# Do not understand this question

• Aug 30th 2009, 10:48 AM
ruthvik
Do not understand this question
Find an algebraic expression equivalent to the given expression. (hint : use right triangles)

a. sin(tan inverse(^-1 it says in paper) x)
b. cos(tan inverse(^-1 it says in paper) x)

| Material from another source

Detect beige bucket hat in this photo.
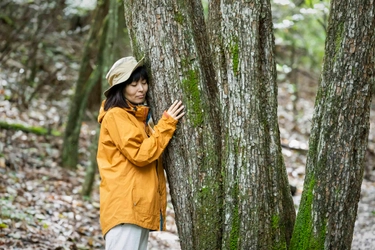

what does it want me to do? How can i approach this problem?

Thank You
• Aug 30th 2009, 11:35 AM
galactus
They want you to use a right triangle to express the inverse tangent functions in terms of x.

Like so

$\displaystyle sin(tan^{-1}(x))=\frac{x}{\sqrt{x^{2}+1}}$

It can also be done algebraically.
• Aug 30th 2009, 02:34 PM
ruthvik
Quote:

Originally Posted by galactus
They want you to use a right triangle to express the inverse tangent functions in terms of x.

Like so

$\displaystyle sin(tan^{-1}(x))=\frac{x}{\sqrt{x^{2}+1}}$

It can also be done algebraically.

How did you get that?
• Aug 30th 2009, 02:48 PM
o_O
Let $\displaystyle \theta = \tan^{-1} x \ \Leftrightarrow \ \tan \theta = \frac{x}{1} = \text{"} \frac{\text{opp}}{\text{adj}} \text{"}$

So construct a right triangle with angle $\displaystyle \theta$ such that the side opposite it has length $\displaystyle x$ and the side adjacent it is $\displaystyle 1$. By the Pythagorean theorem, the hypotenuse must be $\displaystyle \sqrt{x^2 + 1}$

So what does $\displaystyle \sin \theta$ equal to? What was $\displaystyle \theta$ in the first place?
• Aug 30th 2009, 02:58 PM
ruthvik
Quote:

Originally Posted by o_O
Let $\displaystyle \theta = \tan^{-1} x \ \Leftrightarrow \ \tan \theta = \frac{x}{1} = \text{"} \frac{\text{opp}}{\text{adj}} \text{"}$

So construct a right triangle with angle $\displaystyle \theta$ such that the side opposite it has length $\displaystyle x$ and the side adjacent it is $\displaystyle 1$. By the Pythagorean theorem, the hypotenuse must be $\displaystyle \sqrt{x^2 + 1}$

So what does $\displaystyle \sin \theta$ equal to? What was $\displaystyle \theta$ in the first place?

nice, got it...